Sie hasteten den unebenen Waldweg entlang. Die Fahrradlampe schnitt einen scharf umrissenen Lichtkegel in die Dunkelheit. Alles, was weiter als fünf Meter entfernt war, verbarg die Nacht vor ihnen. Links und rechts glitten die bizarren Silhouetten der Bäume vorbei.
»Man sieht kaum die Hand vor Augen.« Peter flüsterte unwillkürlich und drehte sich dann um. »Die Straße ist schon verschwunden. Vielleicht war das doch keine so gute Idee.«
»Solange du deine Lampe hast, kann uns nichts passieren«, versuchte Bob seinen Freund und sich selbst zu beruhigen.

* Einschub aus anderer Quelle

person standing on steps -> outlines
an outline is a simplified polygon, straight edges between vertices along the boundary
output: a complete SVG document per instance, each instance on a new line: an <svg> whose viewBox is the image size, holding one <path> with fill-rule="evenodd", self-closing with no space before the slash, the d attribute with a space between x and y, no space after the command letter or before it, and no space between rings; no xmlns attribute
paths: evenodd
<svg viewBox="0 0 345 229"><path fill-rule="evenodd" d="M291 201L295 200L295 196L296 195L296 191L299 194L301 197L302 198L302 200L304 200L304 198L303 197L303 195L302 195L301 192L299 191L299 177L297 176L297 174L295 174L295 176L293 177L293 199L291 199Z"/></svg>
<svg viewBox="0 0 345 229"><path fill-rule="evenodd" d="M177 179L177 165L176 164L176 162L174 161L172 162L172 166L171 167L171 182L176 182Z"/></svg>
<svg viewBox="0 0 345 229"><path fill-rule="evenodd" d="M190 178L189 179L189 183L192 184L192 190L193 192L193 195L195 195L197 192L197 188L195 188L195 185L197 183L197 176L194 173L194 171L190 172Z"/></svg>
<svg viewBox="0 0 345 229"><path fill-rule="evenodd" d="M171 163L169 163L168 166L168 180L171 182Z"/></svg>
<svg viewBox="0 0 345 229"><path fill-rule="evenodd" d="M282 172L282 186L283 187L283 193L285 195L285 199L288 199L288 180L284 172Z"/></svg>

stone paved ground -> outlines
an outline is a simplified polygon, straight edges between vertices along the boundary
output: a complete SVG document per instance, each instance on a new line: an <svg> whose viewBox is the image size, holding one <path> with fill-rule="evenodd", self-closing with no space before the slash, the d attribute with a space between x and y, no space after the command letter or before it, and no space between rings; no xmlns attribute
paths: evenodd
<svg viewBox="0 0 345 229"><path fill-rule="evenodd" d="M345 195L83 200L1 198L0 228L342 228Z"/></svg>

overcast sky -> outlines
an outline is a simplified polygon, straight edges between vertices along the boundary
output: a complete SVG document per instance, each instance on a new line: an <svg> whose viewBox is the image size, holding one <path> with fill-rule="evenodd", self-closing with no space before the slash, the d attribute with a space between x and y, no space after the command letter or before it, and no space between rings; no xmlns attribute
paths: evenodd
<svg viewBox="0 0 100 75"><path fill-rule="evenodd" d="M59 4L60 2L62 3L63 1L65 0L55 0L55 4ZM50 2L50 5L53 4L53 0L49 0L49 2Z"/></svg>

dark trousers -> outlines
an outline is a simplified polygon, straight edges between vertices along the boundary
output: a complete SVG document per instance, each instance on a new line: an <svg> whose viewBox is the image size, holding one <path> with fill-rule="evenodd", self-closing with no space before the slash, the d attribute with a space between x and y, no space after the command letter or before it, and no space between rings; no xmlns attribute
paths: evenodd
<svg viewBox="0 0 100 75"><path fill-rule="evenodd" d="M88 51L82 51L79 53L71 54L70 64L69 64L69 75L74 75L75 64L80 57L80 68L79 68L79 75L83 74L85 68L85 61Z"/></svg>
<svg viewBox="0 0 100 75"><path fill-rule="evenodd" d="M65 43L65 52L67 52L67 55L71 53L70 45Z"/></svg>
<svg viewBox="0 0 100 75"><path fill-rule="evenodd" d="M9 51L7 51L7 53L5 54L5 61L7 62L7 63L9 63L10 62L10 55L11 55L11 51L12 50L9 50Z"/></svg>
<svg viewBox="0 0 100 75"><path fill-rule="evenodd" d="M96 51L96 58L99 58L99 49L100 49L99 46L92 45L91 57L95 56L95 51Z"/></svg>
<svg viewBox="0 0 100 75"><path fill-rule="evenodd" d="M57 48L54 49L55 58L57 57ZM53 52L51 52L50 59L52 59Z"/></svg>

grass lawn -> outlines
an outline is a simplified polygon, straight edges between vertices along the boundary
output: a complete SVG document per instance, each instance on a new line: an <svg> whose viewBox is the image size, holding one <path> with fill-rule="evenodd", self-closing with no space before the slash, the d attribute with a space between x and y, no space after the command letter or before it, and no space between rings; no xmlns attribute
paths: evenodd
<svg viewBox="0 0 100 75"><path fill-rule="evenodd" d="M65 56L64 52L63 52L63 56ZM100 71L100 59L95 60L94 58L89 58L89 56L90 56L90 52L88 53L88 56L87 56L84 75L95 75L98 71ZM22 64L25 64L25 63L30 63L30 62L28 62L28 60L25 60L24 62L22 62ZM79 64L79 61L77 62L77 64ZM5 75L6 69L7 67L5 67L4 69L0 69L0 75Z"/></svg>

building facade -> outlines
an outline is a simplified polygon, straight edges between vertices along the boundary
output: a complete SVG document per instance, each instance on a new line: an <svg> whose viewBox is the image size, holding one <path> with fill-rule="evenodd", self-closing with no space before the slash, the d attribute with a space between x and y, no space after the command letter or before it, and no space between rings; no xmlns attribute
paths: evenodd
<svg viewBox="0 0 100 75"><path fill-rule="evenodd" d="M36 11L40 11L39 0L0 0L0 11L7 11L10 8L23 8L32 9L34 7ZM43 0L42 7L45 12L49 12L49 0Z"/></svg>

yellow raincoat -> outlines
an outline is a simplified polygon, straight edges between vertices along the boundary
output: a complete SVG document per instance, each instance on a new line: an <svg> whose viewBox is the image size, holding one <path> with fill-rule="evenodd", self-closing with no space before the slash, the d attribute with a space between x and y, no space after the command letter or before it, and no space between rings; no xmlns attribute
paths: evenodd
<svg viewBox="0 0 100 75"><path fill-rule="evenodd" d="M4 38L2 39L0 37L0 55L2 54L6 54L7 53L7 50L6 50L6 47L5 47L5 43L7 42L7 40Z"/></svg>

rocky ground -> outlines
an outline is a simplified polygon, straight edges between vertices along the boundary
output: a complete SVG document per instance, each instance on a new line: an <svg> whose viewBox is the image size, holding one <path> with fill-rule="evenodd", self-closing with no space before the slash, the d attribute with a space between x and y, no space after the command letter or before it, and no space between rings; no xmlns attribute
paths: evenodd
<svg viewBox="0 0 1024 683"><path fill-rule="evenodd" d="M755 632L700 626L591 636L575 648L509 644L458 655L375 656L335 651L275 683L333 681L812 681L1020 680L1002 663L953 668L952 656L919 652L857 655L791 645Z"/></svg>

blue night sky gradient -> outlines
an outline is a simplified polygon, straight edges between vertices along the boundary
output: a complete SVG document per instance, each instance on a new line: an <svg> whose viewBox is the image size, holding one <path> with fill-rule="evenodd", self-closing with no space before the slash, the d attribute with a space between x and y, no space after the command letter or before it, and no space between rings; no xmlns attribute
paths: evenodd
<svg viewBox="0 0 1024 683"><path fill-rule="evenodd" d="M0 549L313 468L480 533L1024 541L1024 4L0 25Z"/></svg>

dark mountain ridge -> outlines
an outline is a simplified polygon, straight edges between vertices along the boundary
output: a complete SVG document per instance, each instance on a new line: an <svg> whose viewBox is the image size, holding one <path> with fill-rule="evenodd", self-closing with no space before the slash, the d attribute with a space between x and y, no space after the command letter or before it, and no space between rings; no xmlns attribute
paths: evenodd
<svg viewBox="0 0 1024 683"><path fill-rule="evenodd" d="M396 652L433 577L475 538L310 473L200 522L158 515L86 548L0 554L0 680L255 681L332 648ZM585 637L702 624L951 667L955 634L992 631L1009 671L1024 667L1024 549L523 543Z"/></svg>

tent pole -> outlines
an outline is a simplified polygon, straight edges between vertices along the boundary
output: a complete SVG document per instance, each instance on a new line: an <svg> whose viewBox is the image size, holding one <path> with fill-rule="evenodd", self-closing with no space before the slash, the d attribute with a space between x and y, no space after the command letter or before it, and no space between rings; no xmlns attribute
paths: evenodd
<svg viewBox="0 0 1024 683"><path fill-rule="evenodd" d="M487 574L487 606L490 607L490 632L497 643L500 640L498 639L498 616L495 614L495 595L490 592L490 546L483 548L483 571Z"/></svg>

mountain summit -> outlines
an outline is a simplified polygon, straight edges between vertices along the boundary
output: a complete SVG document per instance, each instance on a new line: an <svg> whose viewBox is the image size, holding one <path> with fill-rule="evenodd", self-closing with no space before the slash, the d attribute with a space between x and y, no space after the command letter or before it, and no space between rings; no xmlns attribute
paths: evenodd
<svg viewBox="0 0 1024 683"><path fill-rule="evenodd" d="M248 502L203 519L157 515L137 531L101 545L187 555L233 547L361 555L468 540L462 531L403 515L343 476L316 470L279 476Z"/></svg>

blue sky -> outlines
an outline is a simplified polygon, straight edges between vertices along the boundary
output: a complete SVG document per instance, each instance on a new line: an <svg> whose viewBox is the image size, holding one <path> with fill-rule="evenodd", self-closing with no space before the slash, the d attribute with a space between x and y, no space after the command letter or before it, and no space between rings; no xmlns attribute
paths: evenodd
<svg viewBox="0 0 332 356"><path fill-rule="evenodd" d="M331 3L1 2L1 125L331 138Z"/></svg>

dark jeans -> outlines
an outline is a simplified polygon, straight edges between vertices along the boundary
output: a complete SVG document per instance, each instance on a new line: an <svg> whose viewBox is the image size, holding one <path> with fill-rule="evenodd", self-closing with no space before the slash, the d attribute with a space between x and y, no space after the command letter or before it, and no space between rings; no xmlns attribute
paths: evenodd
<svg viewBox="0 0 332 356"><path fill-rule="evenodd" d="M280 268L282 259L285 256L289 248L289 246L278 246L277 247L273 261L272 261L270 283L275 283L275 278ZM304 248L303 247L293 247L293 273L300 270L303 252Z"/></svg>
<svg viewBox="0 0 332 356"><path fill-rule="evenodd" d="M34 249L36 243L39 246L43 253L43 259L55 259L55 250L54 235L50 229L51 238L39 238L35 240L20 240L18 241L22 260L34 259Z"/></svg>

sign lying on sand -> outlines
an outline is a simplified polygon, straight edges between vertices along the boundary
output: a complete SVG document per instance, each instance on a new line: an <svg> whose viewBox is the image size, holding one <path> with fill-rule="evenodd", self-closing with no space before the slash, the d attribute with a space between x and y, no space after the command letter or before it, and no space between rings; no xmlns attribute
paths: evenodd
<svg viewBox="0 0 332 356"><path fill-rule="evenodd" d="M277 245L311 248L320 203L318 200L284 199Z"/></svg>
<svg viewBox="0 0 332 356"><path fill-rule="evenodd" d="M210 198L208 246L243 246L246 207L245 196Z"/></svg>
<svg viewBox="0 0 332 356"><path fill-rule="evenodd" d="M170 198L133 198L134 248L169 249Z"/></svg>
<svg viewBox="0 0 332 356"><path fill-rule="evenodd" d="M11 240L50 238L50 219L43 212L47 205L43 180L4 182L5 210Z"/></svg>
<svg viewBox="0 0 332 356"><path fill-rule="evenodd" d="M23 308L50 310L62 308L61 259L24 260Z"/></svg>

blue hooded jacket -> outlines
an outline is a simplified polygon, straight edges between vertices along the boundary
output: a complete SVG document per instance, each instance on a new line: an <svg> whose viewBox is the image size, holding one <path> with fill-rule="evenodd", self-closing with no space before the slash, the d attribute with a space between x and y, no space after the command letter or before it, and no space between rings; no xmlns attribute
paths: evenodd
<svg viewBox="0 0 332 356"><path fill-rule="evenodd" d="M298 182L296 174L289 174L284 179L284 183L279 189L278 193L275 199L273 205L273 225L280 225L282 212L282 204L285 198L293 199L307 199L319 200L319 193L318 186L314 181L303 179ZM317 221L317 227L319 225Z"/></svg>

»Und wenn das nun doch ein Ufo war? Dann kann uns diese blöde Lampe auch nicht weiterhelfen«, murmelte Peter. Er bereute bereits, mitgekommen zu sein.
»Was meinst du damit?«
»Da fragst du noch? Was machen wir, wenn wir Außerirdischen begegnen?« Plötzlich raschelte neben ihnen etwas. Peter blieb erschrocken stehen und leuchtete in das Gebüsch. Ein Schatten huschte davon.
»Nur ein Kaninchen«, bemerkte Bob unsicher. »Jedenfalls kein Außerirdischer. Alles, was wir gesehen haben, war eine merkwürdige, leuchtende Scheibe am Himmel. Keine E.T.s. Bestimmt gibt es dafür eine ganz harmlose Erklärung.«
»Ach ja? Warum rennen wir dann wie die Idioten mitten in der Nacht durch einen stockfinsteren Wald?«
»Um diese Erklärung zu finden.«
»Wie denn? Wir wissen nicht einmal, wie weit dieses Ding von uns entfernt war. Es könnten wenige hundert Meter gewesen sein, aber auch locker ein paar Kilometer. Je nachdem, wie groß es war. Es ist doch absoluter Schwachsinn, was wir hier tun. Wir sehen überhaupt nichts! Sollten wir nicht besser wieder umkehren?«
»Jetzt sind wir schon mal hier, da können wir auch weitergehen«, fand Bob. »Was hast du erwartet? Festbeleuchtung? Wir sind im Wald und es ist Nacht, also ist es logischerweise dunkel.«
Der Weg endete vor einer dichten Wand aus kerzengerade aufragenden Baumstämmen. Erst nach einigen Augenblicken begriffen sie, dass dies eine Gabelung war. Links und rechts führte der Pfad weiter. Als sie stehen blieben, bemerkten sie, dass der Wald nicht so still war, wie sie geglaubt hatten. Überall raschelte und knackte es. Peter drehte den Kopf hin und her, um die Quelle der unheimlichen Geräusche auszumachen. Doch die Dunkelheit war undurchdringlich. »Welche Richtung sollen wir nehmen?«, fragte er nervös.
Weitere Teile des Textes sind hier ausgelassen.